Intentó respirar profundamente mientras se agarraba a la puerta con fuerza y trataba de escrutar en la oscuridad de la noche. Vio las estrellas, las luces que centelleaban en la habitación de al lado, pero su atacante ya había desaparecido. «Maldita sea», pensó mientras escupía sangre en el suelo del porche. Intentó gritar de nuevo, pero ningún sonido salió de su boca.

Se abrió una segunda puerta, dos habitaciones más allá. La luz se derramó por el estrecho porche.

– Oiga, ¿está usted bien? -Una voz masculina. Desconocida. Inhaló una larga y dolorosa bocanada de aire.

Pasos. Crujido de gravilla. Corrían en su dirección. De nuevo la iba a patear. Ella se encogió. Un hombre apareció ante ella mientras la luz de la habitación se encendía.

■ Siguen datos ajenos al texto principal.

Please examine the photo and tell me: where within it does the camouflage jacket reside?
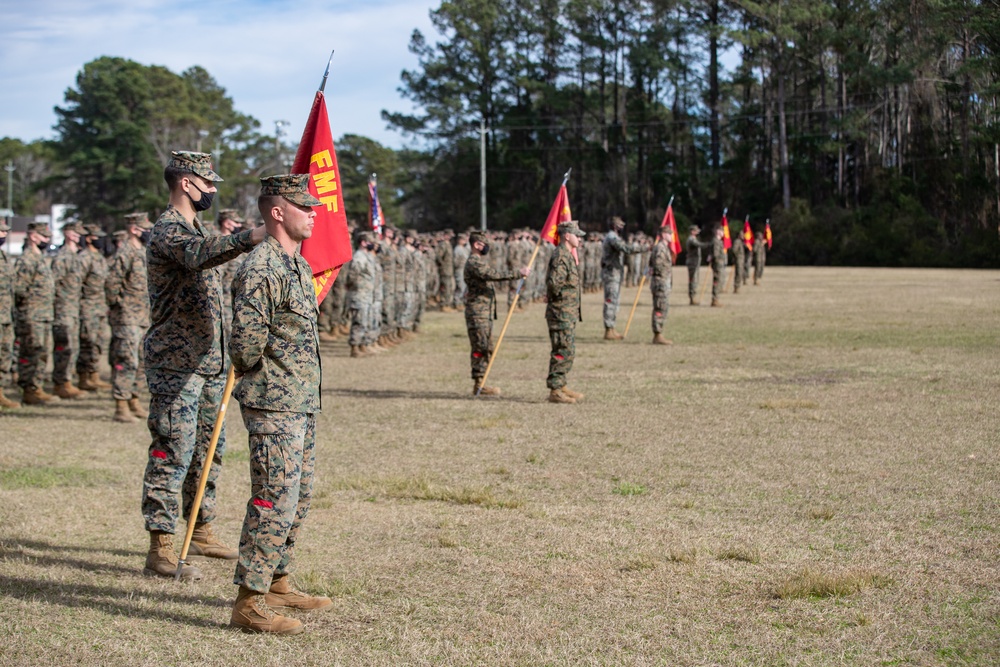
[465,252,521,319]
[104,239,149,327]
[14,249,56,322]
[545,244,583,331]
[52,245,85,324]
[684,236,712,266]
[435,240,455,276]
[601,231,642,273]
[143,206,253,375]
[347,248,376,308]
[0,250,14,324]
[649,241,674,284]
[80,248,108,321]
[712,239,726,269]
[229,236,323,413]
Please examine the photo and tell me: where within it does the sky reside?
[0,0,440,148]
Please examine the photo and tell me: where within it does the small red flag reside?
[292,91,353,303]
[660,205,681,263]
[542,183,573,245]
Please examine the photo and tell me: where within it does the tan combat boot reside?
[472,380,500,396]
[229,586,302,635]
[21,387,55,405]
[111,398,138,424]
[128,394,149,419]
[52,382,83,399]
[549,389,576,403]
[142,530,201,581]
[188,522,239,560]
[264,574,333,611]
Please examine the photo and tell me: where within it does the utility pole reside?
[479,120,486,232]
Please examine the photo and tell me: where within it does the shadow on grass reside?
[0,575,230,628]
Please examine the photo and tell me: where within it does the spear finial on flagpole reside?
[319,49,336,93]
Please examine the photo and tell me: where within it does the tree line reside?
[0,0,1000,266]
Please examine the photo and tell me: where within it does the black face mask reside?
[187,183,215,213]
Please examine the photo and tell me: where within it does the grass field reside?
[0,267,1000,665]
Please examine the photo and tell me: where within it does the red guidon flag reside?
[542,183,573,245]
[292,91,352,303]
[660,204,681,263]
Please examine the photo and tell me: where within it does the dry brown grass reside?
[0,267,1000,667]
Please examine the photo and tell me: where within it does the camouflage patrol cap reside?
[83,222,107,238]
[28,222,52,239]
[215,208,243,225]
[167,151,222,183]
[125,211,153,229]
[260,174,323,206]
[556,220,586,236]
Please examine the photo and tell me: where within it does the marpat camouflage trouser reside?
[233,407,316,593]
[142,367,228,533]
[347,306,372,347]
[15,321,52,389]
[649,278,671,333]
[465,317,493,380]
[0,323,14,391]
[545,329,576,389]
[52,320,80,384]
[76,317,107,375]
[601,271,622,329]
[111,326,146,401]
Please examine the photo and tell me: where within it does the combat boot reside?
[264,574,333,611]
[549,389,576,403]
[653,333,674,345]
[111,398,138,424]
[229,586,303,635]
[52,382,83,399]
[472,380,500,396]
[128,395,149,419]
[142,530,201,581]
[21,387,56,405]
[188,522,239,560]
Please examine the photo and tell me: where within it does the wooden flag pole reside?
[476,169,573,397]
[174,365,236,579]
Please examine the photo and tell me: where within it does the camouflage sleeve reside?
[151,225,254,271]
[229,267,281,373]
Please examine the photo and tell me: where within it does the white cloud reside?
[0,0,439,146]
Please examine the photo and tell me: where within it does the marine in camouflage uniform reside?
[711,227,727,308]
[104,213,153,424]
[14,222,55,405]
[52,222,85,399]
[230,174,333,634]
[685,225,712,306]
[0,220,21,408]
[76,224,111,391]
[649,227,674,345]
[545,220,584,403]
[465,231,528,396]
[142,151,265,580]
[601,216,642,340]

De repente sintió el estómago pesado y empezó a vomitar.

– ¡Oh, mierda! -dijo él, mirando la pequeña habitación antes de hincarse de rodillas-. No se mueva, señorita, está usted herida.

Ella miró hacia él, pero no pudo distinguir sus facciones y se volvió hacia la puerta abierta.

– ¡Marge! -gritó él con una voz que le atravesó el cerebro-. ¡Marge, despierta al encargado y llama al 911!

– ¿Qué? -una voz de mujer le chilló en respuesta, mientras se oían crujidos de puertas que se abrían y portazos que hacían vibrar los vidrios de las ventanas-. Usted quédese ahí tumbada, será mucho mejor.